Are the GPU nodes also connected via an InfiniBand network?
CPU and GPU nodes are connected via a shared interconnect. InfiniBand is one possible option, but there are equivalent alternatives such as OmniPath, as well as various solutions based on Data Centre Ethernet that offer comparable performance. The goal is an interconnect with low latency and homogeneous communication.
Which central storage system is planned for use, and how much storage will be available?
The tender is issued openly. Currently, SpectrumScale/GPFS is in use, but alternatives such as Lustre, PanFS/Vdura, as well as Weka and VAST are also being considered. The system is also intended to be connected to the object storage systems DataStorage.NRW and DataArchive.NRW (currently under development) for “warm data.” T
he total available storage of the system is estimated to be approximately 2 to 4 PB. A more precise assessment of requirements will allow for better planning of the necessary resources for the storage system and for the scenarios to be supported.
Do you provide options for long-term data storage?
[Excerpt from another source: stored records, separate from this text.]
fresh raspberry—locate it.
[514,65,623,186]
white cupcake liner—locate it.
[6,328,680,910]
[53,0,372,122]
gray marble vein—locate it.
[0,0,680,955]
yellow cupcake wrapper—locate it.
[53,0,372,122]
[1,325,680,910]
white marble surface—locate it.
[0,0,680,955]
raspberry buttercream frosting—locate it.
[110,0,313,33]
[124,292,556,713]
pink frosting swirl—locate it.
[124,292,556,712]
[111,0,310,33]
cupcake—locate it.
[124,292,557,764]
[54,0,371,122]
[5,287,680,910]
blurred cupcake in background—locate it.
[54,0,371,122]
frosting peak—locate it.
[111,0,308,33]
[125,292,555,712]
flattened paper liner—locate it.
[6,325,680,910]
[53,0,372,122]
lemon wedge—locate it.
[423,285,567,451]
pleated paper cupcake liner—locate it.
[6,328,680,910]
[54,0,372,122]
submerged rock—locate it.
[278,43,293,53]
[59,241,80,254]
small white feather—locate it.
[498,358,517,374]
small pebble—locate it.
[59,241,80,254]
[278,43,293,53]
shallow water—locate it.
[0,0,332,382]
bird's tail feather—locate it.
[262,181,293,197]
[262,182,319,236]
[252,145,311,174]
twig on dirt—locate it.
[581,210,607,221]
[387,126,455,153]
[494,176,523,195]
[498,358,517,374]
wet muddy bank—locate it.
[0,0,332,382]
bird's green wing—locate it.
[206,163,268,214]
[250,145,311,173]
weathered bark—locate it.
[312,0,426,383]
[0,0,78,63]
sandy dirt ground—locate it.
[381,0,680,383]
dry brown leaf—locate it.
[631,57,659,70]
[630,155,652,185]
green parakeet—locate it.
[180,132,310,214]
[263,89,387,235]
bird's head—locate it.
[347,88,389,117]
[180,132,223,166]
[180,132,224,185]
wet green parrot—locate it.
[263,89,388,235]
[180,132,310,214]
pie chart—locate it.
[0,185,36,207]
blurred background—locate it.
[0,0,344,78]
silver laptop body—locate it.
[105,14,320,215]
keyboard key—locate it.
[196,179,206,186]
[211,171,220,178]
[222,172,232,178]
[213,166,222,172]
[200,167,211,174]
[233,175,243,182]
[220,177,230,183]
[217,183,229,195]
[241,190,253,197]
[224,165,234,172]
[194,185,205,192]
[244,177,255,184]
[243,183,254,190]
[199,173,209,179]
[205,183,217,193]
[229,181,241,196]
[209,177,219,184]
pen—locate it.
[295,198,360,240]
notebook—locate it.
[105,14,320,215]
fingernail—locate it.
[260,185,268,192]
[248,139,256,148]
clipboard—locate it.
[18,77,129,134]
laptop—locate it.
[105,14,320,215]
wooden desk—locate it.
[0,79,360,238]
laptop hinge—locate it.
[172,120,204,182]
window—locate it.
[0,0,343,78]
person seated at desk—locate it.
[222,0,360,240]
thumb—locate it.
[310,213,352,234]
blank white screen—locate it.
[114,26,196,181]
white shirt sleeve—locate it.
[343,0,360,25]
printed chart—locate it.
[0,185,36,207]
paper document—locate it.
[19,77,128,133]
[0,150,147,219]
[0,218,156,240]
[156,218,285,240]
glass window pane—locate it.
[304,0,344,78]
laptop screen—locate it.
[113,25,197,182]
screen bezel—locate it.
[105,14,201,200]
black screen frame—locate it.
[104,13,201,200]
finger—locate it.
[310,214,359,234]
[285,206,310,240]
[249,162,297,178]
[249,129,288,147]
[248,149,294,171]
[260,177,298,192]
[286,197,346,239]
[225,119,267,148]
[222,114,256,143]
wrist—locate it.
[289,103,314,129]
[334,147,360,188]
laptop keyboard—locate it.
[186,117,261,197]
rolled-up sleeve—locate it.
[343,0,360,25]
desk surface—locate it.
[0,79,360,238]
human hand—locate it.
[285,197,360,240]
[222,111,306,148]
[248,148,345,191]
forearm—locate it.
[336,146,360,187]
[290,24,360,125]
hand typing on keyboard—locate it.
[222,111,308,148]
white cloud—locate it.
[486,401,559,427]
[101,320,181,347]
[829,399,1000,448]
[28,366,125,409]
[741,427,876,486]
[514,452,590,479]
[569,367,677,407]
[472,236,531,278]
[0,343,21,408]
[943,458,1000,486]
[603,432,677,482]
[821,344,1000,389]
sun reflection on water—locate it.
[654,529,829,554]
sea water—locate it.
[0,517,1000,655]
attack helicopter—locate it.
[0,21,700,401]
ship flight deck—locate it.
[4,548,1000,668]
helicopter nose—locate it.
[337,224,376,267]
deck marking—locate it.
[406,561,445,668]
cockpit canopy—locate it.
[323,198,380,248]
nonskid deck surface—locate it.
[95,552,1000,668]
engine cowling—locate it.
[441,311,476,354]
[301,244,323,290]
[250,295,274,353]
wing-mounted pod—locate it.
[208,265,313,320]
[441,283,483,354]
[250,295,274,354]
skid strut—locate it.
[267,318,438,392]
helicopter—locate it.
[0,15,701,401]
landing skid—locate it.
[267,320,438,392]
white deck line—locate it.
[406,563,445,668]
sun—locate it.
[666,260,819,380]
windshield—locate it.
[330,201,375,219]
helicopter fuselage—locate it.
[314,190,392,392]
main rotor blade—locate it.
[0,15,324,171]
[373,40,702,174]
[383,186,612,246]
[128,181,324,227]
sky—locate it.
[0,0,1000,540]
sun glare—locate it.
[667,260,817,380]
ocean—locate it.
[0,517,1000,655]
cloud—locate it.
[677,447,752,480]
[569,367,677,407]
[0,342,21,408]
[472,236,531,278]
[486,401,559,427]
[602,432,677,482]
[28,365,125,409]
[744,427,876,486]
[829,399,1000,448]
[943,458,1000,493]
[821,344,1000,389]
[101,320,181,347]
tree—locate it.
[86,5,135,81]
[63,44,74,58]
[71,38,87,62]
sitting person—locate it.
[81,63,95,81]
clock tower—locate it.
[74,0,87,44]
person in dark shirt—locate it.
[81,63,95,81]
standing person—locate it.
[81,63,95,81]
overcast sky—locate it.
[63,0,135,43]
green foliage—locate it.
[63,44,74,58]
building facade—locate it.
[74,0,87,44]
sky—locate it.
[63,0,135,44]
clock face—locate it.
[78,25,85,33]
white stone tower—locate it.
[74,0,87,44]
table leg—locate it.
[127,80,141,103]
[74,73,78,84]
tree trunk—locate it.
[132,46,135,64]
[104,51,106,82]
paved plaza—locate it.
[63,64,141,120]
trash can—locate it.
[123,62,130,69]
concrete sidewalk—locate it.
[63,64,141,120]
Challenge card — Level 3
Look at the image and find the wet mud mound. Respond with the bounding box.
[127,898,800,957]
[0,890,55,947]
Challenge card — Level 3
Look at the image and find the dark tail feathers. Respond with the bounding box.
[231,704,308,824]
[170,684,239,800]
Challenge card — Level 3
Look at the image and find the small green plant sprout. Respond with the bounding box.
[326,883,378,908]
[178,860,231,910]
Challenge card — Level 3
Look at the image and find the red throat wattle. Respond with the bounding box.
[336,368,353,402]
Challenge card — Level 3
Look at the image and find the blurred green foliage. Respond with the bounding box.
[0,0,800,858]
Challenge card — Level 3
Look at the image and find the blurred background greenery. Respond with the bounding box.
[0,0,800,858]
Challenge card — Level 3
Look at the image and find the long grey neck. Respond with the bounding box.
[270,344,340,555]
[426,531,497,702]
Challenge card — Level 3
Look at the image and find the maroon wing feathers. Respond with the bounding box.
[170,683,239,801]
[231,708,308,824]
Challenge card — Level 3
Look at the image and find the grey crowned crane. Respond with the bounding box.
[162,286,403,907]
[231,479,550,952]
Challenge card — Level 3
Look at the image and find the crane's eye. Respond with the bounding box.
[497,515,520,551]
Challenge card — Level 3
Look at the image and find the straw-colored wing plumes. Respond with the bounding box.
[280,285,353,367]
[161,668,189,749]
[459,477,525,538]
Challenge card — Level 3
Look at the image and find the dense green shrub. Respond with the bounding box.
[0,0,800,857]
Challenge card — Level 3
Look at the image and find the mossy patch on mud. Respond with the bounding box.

In North Rhine-Westphalia, this is supported via DataStorage.NRW (already available) and DataArchive.NRW (under development). However, this is not an objective of the hpcBasisCluster.nrw.
What options are available for fulfilling software requirements on the hpcBasisCluster.nrw?
As a rule, the purchase of software is not provided for in the hpcBasisCluster.nrw. The possibilities for bringing in custom software must be discussed on a case-by-case basis. Implementation should, however, be feasible
Is it planned that each participating university will receive a Slurm account, through which subaccounts or projects for the respective users can be created independently, or is another procedure planned?
The exact technical implementation has not yet been determined, but the approach is basically as planned: Each university will be able to manage a share of the cluster corresponding to its investment. Account validation will likely be carried out via a Regapp instance (e.g., https://www.scc.kit.edu/dienste/regapp.php), while the allocation of compute time to individual users will be managed by the respective university.
The goal is to make the allocations as flexible as possible, so that minimal compute time goes unused. If individual sites do not use their allocations at certain times, other sites can utilize the additional resources during that period.